There are data centres as old as six years and form part of the huge capital expenditure. The way data centres were run and designed they were taking a lot of place and energy. Awareness levels are high encouraging customers to invest and putting green technology high on the budget list.

What is the role of governments in the region? Are they encouraging use of green technologies?
Ansett:
Government initiatives in Europe and the US have made an impact to some extent but it was also factors such as the price of oil and California energy prices. All these coincided with climate change. Governments funds are relevant to implementing green issues.

Radlinger: Globally, concepts such as green and even virtualisation are not very old and therefore not late to pick up in the region.
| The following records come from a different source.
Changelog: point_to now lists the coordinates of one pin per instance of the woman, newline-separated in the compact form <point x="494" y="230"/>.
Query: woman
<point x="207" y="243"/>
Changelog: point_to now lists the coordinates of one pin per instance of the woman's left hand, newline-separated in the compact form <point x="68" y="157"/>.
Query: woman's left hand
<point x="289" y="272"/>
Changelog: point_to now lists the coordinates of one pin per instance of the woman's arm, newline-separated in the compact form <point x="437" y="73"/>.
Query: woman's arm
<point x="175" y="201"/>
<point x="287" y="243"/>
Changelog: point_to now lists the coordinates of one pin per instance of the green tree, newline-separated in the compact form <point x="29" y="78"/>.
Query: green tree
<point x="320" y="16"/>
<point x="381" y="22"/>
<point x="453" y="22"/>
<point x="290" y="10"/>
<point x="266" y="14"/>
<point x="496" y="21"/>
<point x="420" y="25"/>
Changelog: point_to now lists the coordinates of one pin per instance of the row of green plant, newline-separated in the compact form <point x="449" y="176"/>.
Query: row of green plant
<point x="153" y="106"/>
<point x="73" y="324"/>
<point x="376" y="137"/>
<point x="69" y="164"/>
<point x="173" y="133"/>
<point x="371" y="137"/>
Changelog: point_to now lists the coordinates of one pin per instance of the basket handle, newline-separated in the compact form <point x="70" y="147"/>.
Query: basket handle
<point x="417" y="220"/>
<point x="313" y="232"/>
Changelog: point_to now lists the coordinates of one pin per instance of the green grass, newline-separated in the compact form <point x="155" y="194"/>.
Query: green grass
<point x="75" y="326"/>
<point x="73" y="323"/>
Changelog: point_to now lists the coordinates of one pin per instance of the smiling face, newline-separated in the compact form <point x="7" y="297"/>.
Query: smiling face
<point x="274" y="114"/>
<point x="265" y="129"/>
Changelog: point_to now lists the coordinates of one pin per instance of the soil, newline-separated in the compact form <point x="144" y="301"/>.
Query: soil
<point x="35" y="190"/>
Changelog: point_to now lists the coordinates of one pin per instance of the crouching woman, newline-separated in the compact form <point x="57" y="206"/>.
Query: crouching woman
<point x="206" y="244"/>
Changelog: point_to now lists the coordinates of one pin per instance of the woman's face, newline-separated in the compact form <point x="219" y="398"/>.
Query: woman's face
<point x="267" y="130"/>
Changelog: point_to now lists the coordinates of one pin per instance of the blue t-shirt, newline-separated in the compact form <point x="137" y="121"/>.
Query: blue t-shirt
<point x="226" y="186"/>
Technology majors such as Google and Microsoft investments in data centres are the best examples for Gulf-based organisations. Governments here can make a difference especially in driving home the fact that these investments bring down costs.

In countries such as Bahrain, Oman, Qatar and the UAE, green investments are happening.

Hannaford: In Europe, there is a commitment from the government to reduce carbon emissions at least by 80 per cent by 2015.

All companies here have to report if they use above 6000mw of electricity. In data centres, 30-40 racks of kilowatts of electricity is consumed. The tax system is also integrated as companies get carbon credits and there is carbon trading happening. This invariably reduces operating expenses.